It’s taken me all week to accomplish nothing. Know what I mean? All those hours on the internet with zip to show for it, except a low-grade headache and a less than amiable mood.
First of all, I’m working on covers for a three-book series. It’s going great and I love what the designer is doing, but it takes time to do it well. I could use more patience. Now!
Secondly, I’m trying to learn a couple new programs to effectively communicate with what I hope will eventually be a growing tribe of followers. I think I’m making this harder than it has to be, and I’ve thought of a couple people who already possess the expertise I need. Sometimes I just need to ask for a bit of help.
Thirdly, I’ve been studying up on marketing and promotion for my soon-to-be-released books. These days, Search Engine Optimization is big. Strategic categorization of books and ebooks is essential.
I agree with the “what” and the “why.”
As an indie author, I know the “who” refers to me.
I understand the importance of the “when.” Mostly. I think.
But the “how” continues to evade me.
The online courses are encouraging with their anyone-can-do-it attitude. They almost make me believe I can.
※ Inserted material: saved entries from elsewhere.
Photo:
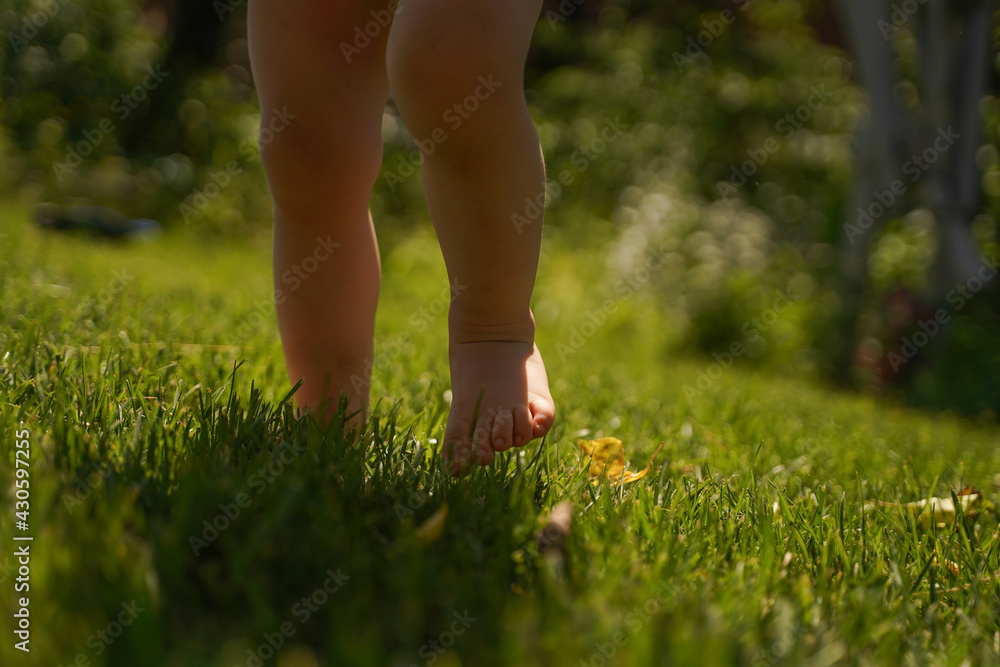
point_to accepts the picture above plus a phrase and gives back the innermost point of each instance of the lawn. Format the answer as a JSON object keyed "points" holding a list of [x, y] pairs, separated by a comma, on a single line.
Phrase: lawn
{"points": [[181, 515]]}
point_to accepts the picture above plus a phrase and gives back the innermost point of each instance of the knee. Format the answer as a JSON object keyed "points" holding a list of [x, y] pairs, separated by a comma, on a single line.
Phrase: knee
{"points": [[455, 76], [309, 165]]}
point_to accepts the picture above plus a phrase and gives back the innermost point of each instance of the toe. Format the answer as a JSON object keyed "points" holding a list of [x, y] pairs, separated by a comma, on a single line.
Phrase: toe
{"points": [[456, 450], [482, 441], [522, 425], [503, 430], [543, 414]]}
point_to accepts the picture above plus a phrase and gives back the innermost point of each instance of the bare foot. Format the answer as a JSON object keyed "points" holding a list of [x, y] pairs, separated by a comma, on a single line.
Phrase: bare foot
{"points": [[506, 370]]}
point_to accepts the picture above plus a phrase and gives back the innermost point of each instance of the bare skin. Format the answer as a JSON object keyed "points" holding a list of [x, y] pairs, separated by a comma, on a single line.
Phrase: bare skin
{"points": [[454, 67]]}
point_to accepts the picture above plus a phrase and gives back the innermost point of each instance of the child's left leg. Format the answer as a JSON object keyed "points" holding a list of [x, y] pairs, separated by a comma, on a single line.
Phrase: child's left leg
{"points": [[456, 73]]}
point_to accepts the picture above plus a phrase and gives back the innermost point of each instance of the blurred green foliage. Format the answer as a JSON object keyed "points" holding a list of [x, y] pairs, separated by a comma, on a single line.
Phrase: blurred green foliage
{"points": [[729, 156]]}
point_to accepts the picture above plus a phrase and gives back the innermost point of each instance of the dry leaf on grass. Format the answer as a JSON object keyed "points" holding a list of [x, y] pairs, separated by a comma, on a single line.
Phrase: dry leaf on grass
{"points": [[941, 511], [431, 529], [557, 528], [608, 459]]}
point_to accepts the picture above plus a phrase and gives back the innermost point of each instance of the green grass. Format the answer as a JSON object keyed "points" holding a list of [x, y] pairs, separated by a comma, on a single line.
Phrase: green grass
{"points": [[748, 543]]}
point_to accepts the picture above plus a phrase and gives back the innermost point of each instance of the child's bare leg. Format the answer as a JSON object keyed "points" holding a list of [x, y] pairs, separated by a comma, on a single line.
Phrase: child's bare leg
{"points": [[320, 168], [456, 66]]}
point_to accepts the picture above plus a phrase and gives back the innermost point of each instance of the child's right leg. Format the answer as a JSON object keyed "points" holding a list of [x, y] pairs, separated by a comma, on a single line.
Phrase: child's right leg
{"points": [[320, 169]]}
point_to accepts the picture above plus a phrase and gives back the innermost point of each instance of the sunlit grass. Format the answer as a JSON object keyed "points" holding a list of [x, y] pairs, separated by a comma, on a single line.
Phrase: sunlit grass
{"points": [[168, 468]]}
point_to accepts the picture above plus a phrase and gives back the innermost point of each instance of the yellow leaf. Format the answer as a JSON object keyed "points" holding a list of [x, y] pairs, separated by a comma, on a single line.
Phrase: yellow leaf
{"points": [[431, 529], [941, 511], [608, 459]]}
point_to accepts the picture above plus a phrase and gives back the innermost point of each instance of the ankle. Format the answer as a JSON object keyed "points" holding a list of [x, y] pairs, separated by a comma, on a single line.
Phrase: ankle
{"points": [[465, 326]]}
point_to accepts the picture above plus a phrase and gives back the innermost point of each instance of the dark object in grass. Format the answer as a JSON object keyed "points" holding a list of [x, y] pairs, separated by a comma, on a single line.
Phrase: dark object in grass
{"points": [[93, 220]]}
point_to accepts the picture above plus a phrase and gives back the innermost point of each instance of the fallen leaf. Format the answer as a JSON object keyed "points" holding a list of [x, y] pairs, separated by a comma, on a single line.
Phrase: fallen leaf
{"points": [[608, 460], [941, 511], [431, 529]]}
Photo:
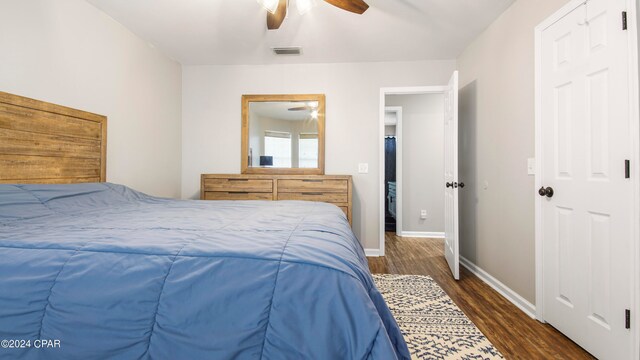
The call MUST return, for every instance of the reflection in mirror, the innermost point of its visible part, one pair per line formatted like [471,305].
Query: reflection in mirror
[283,134]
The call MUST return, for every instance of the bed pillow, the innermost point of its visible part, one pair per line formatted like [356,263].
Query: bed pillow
[17,203]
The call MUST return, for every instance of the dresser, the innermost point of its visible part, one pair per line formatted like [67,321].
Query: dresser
[334,189]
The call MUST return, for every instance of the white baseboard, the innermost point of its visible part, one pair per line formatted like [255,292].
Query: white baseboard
[372,252]
[423,234]
[517,300]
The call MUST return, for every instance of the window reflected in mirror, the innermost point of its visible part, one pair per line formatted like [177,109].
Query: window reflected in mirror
[283,134]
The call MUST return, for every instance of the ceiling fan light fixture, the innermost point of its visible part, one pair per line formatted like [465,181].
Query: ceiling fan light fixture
[304,6]
[270,5]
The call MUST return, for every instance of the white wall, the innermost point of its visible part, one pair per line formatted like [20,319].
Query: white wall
[70,53]
[211,119]
[496,138]
[422,160]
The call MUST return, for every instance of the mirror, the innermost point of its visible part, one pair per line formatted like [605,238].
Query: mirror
[283,134]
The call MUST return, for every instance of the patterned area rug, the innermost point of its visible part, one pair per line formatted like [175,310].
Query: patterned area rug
[432,325]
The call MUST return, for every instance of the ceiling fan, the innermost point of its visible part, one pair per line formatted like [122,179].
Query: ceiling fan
[277,9]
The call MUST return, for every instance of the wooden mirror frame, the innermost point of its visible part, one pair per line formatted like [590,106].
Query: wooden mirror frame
[244,166]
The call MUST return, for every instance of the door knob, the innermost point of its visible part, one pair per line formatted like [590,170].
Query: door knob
[548,192]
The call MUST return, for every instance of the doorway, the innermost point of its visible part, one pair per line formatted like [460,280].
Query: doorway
[393,169]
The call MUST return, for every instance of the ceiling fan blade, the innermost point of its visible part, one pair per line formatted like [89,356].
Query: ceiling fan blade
[355,6]
[275,20]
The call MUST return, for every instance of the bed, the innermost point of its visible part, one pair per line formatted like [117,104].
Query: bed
[98,270]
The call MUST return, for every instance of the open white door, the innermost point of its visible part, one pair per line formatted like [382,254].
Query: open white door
[451,240]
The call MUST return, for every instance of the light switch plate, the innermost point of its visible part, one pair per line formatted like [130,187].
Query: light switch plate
[531,166]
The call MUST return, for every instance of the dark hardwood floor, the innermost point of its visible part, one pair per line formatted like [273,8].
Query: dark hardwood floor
[515,334]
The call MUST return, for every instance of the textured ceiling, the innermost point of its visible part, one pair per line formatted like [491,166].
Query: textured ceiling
[217,32]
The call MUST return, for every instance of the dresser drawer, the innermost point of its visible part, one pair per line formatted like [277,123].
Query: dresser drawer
[314,196]
[237,195]
[312,185]
[243,185]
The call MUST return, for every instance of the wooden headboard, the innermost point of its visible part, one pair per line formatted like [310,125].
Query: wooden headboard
[44,143]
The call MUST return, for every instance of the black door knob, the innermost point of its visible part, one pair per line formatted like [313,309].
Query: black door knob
[548,192]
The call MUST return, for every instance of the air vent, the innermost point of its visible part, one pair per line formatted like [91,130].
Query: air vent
[290,50]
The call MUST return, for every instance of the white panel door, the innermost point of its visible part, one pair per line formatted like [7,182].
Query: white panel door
[451,236]
[587,221]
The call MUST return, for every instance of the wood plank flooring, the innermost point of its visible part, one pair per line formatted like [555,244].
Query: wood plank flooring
[515,334]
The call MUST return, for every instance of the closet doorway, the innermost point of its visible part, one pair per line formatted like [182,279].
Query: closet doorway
[425,144]
[393,169]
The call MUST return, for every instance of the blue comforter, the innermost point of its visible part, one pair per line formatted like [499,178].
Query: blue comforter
[101,271]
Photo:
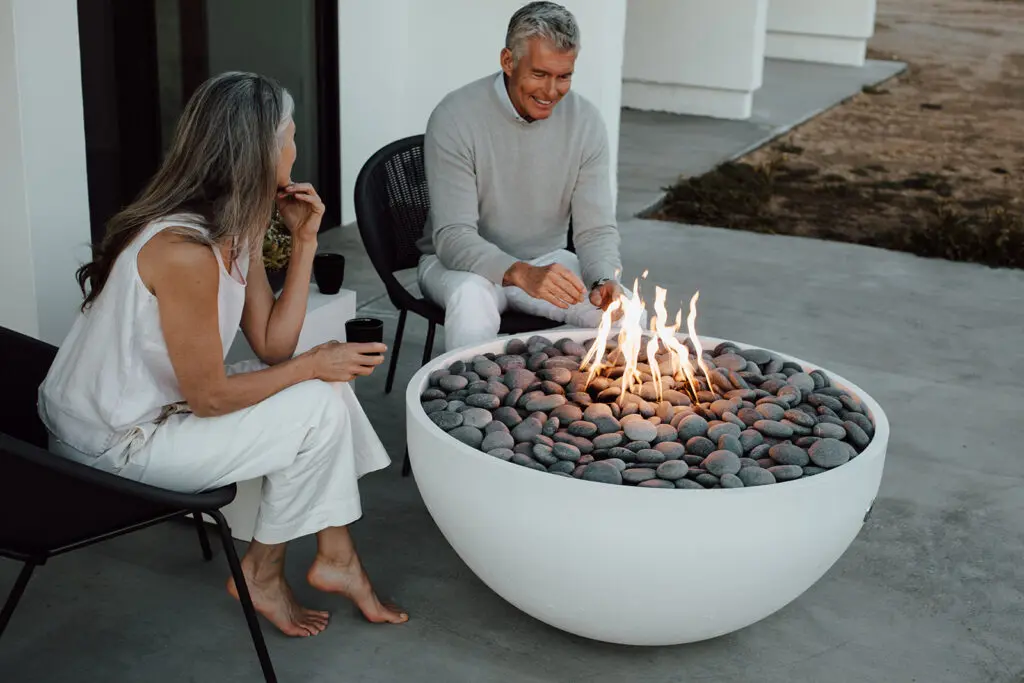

But the actual practice of coming to decisions, choosing those all-important words and phrases, is becoming increasingly overwhelming.
I think it’s partly the age-old problem that not all writers are born to be business people. I’d rather write than categorize. I’d rather write than build a following.
But maybe this is all part of the process. Why do I expect my journey to be smooth? Maybe this floundering isn’t for nothing, but will allow me to understand others, and help them when I’m able. It takes time to learn what works and what doesn’t, and what I’m actually capable of.
It’s all part of the writing life in this fast-paced, technologically saturated world. This is the world for which we are called to write, and to minister. But it’s not necessarily our accomplishments for which we will be remembered. Our responses to the challenges and hurdles we meet may be as important.
I need to continually pray for patience, for knowledge and understanding. I can ask others for help. But I also need to let go of the idea that success is only in accomplishment, in those measurable tasks along the way. Maybe my unproductive week looks different in God’s books than it does in mine.